Anne Rice's Vampire novels and the Sleeping Beauty triology. The SB books were straight up erotica, with a vivid storyline but blantent sex, and very graphic sex to boot. The vampire novels could be looked at as a type of erotic novel in that there is a sensualness to it felt by the characters.
That said she is still one of my favorite authors. I am also a big fan of Marion Zimmer-Bradley the author of Mysts of Avalon as well as many other books. Mysts was a King Arthur story but it had some sexy scenes in it, and they fit the book as well as the storytelling of it. I have also read some books from newer authors, who seem to be putting more detail into sex scenes than every before. One book I picked up actually shocked me at the language, with F bombs being dropped and slang terms for body parts being used. Not that I object to these things, but I wasn't expecting it when I first read it.

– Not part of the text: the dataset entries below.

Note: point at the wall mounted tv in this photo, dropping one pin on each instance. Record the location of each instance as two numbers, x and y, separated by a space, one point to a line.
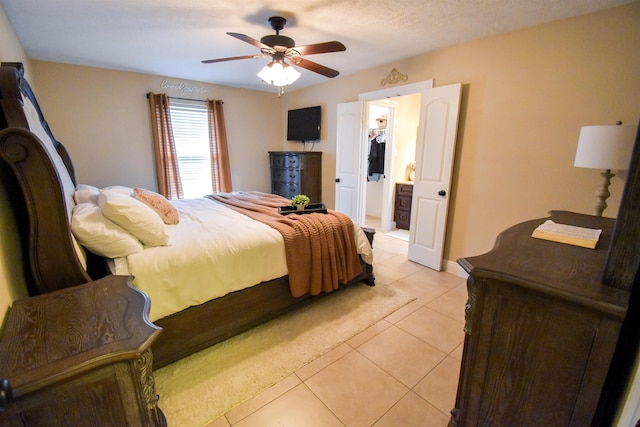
304 124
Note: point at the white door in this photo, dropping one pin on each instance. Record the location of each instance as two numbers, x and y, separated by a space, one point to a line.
349 176
435 149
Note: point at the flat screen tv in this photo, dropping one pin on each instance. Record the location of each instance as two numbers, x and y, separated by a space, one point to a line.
304 124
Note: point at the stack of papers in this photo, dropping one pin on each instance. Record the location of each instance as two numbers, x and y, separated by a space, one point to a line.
569 234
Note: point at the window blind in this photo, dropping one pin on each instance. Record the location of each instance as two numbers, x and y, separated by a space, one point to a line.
191 136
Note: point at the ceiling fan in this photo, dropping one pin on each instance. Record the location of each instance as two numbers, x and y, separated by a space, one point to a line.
280 47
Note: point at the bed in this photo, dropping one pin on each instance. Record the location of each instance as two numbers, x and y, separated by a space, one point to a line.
45 198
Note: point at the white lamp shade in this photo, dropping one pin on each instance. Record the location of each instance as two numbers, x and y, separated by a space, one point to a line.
605 147
278 74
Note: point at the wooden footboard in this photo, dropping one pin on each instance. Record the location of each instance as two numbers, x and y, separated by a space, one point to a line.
202 326
49 244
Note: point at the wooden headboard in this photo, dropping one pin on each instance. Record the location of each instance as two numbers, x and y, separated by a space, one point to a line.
52 252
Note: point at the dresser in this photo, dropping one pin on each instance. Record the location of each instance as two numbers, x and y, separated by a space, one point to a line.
541 329
80 357
296 172
402 205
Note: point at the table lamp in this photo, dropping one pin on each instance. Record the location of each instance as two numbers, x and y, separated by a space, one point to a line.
605 147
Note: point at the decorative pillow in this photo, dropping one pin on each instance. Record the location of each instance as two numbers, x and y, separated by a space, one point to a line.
127 191
86 194
159 204
99 235
134 216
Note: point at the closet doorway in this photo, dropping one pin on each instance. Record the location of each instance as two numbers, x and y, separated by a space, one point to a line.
434 148
392 127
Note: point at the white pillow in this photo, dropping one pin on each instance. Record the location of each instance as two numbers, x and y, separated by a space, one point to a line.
127 191
99 235
168 213
86 194
134 216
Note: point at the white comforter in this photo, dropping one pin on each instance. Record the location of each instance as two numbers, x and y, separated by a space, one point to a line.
212 251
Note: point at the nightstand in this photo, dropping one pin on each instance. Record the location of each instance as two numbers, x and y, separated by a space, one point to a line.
81 356
402 210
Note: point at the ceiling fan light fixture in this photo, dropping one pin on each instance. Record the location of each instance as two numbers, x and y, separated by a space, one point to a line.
278 73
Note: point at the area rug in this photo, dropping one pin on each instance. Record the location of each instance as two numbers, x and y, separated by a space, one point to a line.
200 388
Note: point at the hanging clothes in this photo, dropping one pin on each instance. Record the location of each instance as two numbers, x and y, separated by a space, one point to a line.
376 156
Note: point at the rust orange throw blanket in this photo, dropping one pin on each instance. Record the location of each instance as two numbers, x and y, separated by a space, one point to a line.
320 248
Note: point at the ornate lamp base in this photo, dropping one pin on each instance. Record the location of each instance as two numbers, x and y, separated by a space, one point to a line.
603 193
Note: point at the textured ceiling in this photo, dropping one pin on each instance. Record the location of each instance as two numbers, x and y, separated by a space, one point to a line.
170 37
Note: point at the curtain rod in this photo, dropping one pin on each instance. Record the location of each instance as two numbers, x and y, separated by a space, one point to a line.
183 99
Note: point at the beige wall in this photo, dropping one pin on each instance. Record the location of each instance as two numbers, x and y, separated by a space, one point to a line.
12 283
102 117
525 96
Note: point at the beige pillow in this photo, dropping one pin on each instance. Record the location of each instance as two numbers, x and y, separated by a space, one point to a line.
134 216
86 194
159 204
99 235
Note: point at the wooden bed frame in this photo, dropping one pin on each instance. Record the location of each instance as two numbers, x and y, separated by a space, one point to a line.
38 204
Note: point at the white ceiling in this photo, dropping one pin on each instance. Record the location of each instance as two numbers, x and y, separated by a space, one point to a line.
170 37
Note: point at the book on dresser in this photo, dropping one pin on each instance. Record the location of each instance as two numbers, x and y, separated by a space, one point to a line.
296 172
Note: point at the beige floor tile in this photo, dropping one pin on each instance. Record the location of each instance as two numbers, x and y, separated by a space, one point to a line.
439 387
262 399
368 333
315 366
402 355
220 422
457 353
450 304
356 390
434 328
297 407
413 411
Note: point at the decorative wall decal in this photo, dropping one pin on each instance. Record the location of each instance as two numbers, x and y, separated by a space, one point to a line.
182 86
394 77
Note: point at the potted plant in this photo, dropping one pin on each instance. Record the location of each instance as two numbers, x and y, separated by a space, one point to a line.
300 201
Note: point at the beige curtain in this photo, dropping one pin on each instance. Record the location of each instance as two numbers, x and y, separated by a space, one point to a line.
220 169
169 184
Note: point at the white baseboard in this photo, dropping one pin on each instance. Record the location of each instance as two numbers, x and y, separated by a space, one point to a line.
454 268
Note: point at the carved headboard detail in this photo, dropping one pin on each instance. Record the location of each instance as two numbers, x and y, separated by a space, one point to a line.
52 251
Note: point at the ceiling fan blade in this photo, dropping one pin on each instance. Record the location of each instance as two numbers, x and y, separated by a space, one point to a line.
326 47
250 40
232 58
315 67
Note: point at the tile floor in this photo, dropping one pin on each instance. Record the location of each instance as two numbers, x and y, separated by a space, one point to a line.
402 371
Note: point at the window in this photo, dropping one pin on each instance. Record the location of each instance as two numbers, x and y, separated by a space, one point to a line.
191 135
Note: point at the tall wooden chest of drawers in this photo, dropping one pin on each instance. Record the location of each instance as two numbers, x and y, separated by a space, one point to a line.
541 330
296 172
402 208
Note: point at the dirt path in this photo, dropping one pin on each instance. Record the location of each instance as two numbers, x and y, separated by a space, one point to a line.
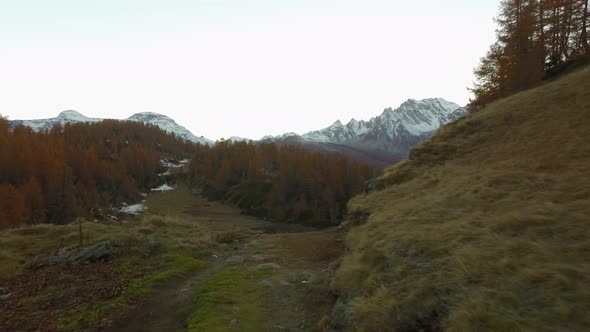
296 295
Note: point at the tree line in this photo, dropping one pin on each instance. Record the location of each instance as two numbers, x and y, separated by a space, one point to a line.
57 175
284 183
535 40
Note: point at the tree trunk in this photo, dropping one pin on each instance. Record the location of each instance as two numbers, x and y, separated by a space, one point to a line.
584 35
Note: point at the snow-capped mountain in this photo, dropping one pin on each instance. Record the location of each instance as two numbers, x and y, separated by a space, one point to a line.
239 139
390 135
169 125
63 118
165 123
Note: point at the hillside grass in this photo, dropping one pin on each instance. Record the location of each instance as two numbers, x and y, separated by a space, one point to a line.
72 298
230 299
485 227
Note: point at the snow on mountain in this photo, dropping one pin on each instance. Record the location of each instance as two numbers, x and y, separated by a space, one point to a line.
239 139
63 118
169 125
415 117
393 132
163 122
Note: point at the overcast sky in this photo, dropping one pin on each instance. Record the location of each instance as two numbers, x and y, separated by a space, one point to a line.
237 67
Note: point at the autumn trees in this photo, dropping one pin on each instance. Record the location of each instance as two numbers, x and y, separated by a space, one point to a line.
535 38
285 183
57 175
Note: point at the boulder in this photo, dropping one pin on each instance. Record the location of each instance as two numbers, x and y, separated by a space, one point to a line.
268 266
234 260
101 251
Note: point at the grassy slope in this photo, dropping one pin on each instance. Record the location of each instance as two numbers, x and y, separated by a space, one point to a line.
130 277
486 227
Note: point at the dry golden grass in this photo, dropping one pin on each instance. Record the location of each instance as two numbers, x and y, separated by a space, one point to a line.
23 246
486 227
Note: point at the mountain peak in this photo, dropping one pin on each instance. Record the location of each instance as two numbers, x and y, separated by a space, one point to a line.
146 116
73 116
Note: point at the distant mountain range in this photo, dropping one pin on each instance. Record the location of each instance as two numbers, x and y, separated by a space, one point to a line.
162 121
380 141
384 139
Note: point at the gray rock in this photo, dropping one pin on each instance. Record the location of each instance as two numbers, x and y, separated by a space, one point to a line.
268 266
304 276
342 317
234 260
101 251
258 258
145 231
234 323
265 283
152 241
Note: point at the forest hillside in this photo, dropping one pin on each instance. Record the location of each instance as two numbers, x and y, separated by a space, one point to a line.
484 228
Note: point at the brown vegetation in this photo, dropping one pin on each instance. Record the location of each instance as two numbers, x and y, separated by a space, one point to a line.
536 39
285 183
485 228
57 175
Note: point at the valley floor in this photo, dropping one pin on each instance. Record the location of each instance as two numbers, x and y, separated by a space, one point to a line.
245 274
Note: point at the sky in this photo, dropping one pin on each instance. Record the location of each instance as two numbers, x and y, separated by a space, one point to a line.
244 68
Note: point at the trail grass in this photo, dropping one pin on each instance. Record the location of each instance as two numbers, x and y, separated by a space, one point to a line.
136 290
230 299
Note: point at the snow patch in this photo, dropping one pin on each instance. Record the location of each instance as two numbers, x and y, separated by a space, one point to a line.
163 187
134 209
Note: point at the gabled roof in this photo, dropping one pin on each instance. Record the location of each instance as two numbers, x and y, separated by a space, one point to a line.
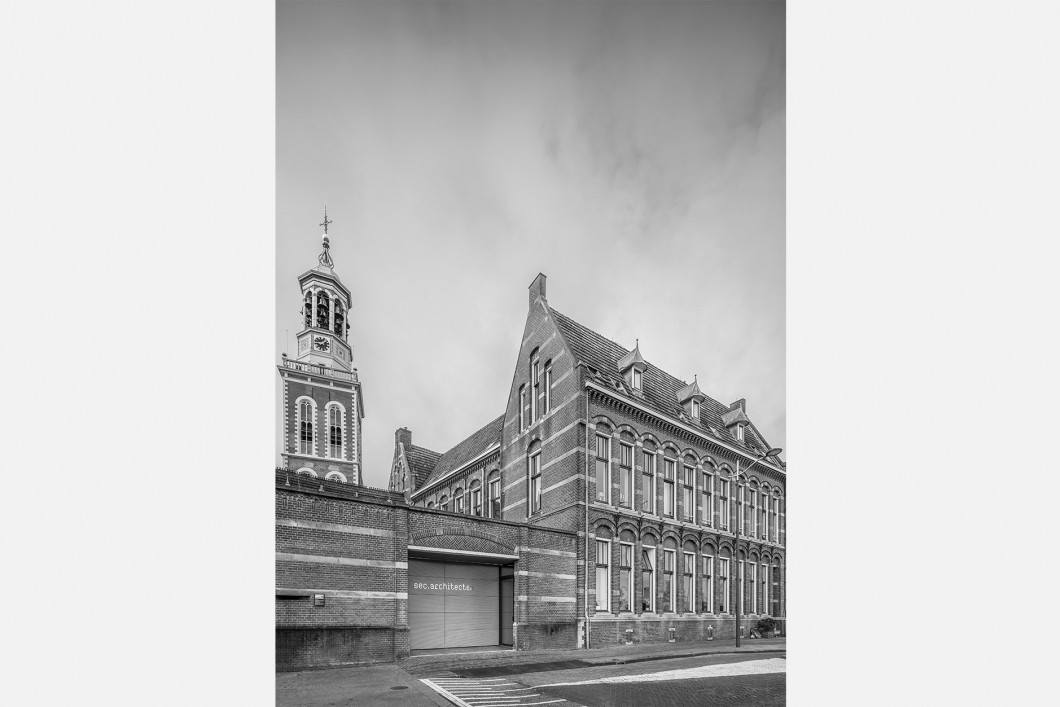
421 461
660 389
464 452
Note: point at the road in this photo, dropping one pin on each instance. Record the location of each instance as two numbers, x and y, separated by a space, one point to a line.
727 679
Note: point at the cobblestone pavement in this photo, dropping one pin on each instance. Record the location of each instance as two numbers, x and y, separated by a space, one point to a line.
491 691
745 690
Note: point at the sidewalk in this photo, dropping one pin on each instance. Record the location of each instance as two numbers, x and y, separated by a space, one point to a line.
424 666
369 686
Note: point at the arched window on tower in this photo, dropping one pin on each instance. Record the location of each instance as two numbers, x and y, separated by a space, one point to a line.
305 427
339 320
323 305
334 431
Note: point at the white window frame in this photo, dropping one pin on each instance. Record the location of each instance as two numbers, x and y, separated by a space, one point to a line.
533 483
629 579
707 493
548 387
651 550
341 429
477 491
725 570
649 459
597 458
688 492
605 595
708 582
670 487
670 560
313 426
491 485
689 558
523 407
626 473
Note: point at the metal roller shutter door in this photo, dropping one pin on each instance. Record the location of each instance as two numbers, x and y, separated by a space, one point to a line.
453 604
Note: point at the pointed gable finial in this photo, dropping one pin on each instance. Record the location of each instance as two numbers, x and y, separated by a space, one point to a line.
324 258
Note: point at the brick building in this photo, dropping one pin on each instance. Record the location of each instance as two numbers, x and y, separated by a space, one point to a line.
599 508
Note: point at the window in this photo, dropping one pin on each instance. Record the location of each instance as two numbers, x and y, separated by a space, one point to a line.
603 575
708 584
648 483
668 587
548 386
495 498
739 508
625 475
533 472
603 469
753 587
335 431
305 427
625 577
773 508
708 502
648 580
535 385
763 516
741 588
523 407
763 595
669 470
688 498
689 582
723 576
476 500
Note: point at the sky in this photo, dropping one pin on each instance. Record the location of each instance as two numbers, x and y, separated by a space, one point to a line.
634 153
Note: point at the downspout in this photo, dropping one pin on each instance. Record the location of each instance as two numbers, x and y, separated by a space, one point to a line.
585 563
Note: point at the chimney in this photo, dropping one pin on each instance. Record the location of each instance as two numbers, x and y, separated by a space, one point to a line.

To me the sex scenes, whether in a labled erotic novel or in a regular novel, do not make the book. What makes a book for me good, is it's ability to transport me into those characters world...for me to feel what the characters are feeling...for me to completely lose the fact that I am reading a book! I want the words to transport, to come to life off the page and in my mind. If the sex scene is well written and fits the story, then it belongs there, detail and all. If it appears, like some movies do, to just be thrown in there for the sake of having a sex scene, then it does nothing for the book and shows that the writers wasn't all that good.
I am re-reading Mysts of Avalon for the fourth time, in hopes of picking up on some of her writing skills, but I find myself so drawn into the book that I can't focus on how the sentences are structured or what kind of wording is used! To me this is a sign of a great book, sex scenes and all.